Hasta hace medio siglo los tipos textuales bíblicos conocidos se reducían a tres: el texto hebreo masorético transmitido por la comunidad judía; el texto griego de LXX que adoptó el cristianismo naciente y que sigue vigente como Biblia oficial de la Iglesia ortodoxa; y el Pentateuco hebreo de los samaritanos conservado en escritura paleohebrea.
El texto masorético en su estructura consonántica fue establecido y fijado por los rabinos a finales del siglo I d.C., y más tarde vocalizado y puntuado por los masoretas a comienzos de la Edad Media. Desde el siglo I d.C. el texto consonántico fue estandarizado y transmitido con una gran fidelidad. Sin embargo, los descubrimientos de Qumrán a partir de 1948 y su ulterior publicación a finales del siglo XX han producido una revolución en la historia del texto bíblico. En Qumrán se han encontrado fragmentos de la Biblia griega en las cuevas 4 y 7. Pero lo más sorprendente han sido los hallazgos de textos hebreos, como los de Samuel (4QSama,b,c) y algunos de Jeremías (4QJerb,d), que coinciden o se aproximan más al texto base que utilizaron los traductores griegos que al texto protomasorético2. Estos datos han contribuido a revalorizar el texto de la Septuaginta y a dar un enorme impulso a los estudios de la versión griega. En efecto, se ha comprobado que las diferencias entre el texto griego y el hebreo no se podían achacar sin más a la incompetencia de los traductores o a las técnicas de traducción que emplearon, sino que en muchos casos ellos traducían de un texto hebreo diferente del estandarizado y que sólo por azar se ha recuperado parcialmente entre los documentos de Qumrán. De forma que el problema de la Biblia plural y distinta ya no se limita a las diferencias entre la Biblia hebrea y griega, sino que ese pluralismo se remonta al primitivo estadio del texto hebreo en los tres siglos que precedieron al cambio de era.
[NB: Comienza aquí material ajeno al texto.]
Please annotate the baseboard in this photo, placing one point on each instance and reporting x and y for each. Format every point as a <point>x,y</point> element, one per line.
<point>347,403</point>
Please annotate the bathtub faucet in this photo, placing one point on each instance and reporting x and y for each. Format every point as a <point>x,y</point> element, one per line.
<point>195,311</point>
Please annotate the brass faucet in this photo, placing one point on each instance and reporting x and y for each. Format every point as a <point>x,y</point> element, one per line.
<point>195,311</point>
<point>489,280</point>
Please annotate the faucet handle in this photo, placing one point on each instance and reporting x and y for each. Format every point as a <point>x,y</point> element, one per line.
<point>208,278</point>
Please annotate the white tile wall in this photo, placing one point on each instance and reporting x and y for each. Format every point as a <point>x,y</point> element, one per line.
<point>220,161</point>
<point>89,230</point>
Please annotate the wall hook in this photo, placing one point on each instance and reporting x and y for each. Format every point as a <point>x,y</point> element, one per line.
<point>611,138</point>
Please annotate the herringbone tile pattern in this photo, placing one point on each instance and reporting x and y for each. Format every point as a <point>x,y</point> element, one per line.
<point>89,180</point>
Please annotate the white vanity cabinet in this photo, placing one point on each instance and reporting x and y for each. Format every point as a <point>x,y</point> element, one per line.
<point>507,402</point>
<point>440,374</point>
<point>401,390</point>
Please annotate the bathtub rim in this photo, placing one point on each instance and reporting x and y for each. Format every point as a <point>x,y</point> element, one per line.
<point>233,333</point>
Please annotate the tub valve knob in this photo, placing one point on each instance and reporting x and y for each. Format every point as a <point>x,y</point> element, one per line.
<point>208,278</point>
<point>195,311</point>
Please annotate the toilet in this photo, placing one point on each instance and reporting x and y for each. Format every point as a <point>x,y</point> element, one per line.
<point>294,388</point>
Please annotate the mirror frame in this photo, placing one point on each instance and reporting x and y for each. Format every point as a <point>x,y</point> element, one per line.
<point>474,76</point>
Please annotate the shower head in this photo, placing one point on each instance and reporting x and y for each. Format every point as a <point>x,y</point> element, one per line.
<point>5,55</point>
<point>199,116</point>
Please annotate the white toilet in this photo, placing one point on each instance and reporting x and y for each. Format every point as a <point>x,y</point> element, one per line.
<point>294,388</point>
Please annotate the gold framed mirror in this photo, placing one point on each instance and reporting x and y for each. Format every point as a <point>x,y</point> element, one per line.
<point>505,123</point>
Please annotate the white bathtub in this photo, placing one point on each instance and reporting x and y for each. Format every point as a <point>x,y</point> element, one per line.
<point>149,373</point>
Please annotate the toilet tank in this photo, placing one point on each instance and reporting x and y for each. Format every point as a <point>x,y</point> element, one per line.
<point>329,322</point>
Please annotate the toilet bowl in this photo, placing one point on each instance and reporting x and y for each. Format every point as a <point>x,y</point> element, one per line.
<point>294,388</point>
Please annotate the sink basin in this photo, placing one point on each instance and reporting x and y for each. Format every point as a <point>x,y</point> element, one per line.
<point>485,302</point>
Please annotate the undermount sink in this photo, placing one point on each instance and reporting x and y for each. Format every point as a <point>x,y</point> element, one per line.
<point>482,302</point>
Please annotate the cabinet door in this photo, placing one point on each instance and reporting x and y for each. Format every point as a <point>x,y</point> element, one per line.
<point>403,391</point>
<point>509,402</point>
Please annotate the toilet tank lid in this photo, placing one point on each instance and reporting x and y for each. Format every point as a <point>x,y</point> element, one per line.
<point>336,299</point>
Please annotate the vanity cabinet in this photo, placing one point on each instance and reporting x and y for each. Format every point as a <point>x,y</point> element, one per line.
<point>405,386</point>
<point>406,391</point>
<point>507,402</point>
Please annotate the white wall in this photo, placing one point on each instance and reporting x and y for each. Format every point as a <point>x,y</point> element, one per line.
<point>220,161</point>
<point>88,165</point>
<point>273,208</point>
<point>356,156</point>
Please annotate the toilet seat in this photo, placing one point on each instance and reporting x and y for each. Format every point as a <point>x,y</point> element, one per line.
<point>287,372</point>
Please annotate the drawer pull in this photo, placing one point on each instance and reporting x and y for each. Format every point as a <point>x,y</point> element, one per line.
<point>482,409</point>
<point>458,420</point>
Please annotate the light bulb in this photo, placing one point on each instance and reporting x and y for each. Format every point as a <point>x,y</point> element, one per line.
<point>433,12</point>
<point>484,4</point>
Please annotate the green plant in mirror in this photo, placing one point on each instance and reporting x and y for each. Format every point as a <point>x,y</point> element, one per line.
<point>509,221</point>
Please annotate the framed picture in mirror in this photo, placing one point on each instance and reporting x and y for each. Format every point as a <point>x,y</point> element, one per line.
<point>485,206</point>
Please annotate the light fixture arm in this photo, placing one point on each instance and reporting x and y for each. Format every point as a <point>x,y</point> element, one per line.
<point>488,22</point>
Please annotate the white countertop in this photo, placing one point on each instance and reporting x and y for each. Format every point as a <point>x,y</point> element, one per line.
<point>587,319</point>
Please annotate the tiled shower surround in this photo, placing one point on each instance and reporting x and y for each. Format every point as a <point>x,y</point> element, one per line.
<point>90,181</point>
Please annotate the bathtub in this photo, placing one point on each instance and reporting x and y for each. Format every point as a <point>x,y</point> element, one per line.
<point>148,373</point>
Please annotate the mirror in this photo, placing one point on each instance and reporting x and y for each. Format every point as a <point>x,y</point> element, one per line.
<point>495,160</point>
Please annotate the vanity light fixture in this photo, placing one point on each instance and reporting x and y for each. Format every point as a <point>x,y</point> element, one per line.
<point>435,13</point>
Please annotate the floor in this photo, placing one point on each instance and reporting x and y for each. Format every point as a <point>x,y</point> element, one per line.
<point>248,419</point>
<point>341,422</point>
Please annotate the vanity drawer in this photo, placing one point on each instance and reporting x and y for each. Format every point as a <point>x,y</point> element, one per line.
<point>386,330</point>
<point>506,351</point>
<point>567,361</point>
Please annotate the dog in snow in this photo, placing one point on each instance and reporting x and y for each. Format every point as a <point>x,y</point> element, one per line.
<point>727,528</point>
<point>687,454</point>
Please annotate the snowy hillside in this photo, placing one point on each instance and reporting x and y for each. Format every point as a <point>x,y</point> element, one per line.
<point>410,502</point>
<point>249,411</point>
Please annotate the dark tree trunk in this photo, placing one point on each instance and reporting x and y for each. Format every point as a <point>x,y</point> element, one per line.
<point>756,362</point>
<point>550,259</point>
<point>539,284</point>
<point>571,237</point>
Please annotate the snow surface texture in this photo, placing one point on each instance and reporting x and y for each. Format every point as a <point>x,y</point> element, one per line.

La Septuaginta constituye un instrumento de primer orden para el conocimiento de dicho pluralismo textual y por eso ocupa hoy, junto con Qumrán, el primer plano del debate sobre la historia del texto bíblico. Es más, en ocasiones, es el testimonio más antiguo con el que contamos de una posible Hebraica veritas que sólo se conserva en la traducción de LXX y que
desapareció más tarde desplazada por la elección que los rabinos hicieron del texto protomasorético, y que finalmente se convertiría en el textus receptus estándar.
Por consiguiente, la Septuaginta, que nació como Biblia del judaísmo helenístico en Alejandría, comenzó a ser revisada para adaptarla al nuevo texto hebreo que el judaísmo rabínico de corte fariseo terminó por imponer a finales del siglo I d.C. A medida que se fue extendiendo este texto hebreo estandarizado, la Septuaginta será vista con mayor recelo por parte de los judíos y terminará por ser suplantada en los ambientes judíos por nuevas traducciones más literales, como la de Áquila del primer tercio del siglo II d.C. A este abandono de la Septuaginta por parte de los judíos contribuye también el hecho de que ésta es aceptada como Biblia oficial por los seguidores de Jesús, los cuales, aunque comenzaron como una secta judía, pasarán a romper con el judaísmo y erigirse en nueva religión. Esto ocurre en el espacio de tiempo que media entre las dos revueltas judías, la que culmina con la destrucción del Templo por los romanos en el 70 d.C. y la revuelta de Bar Kojba en el 130 d.C.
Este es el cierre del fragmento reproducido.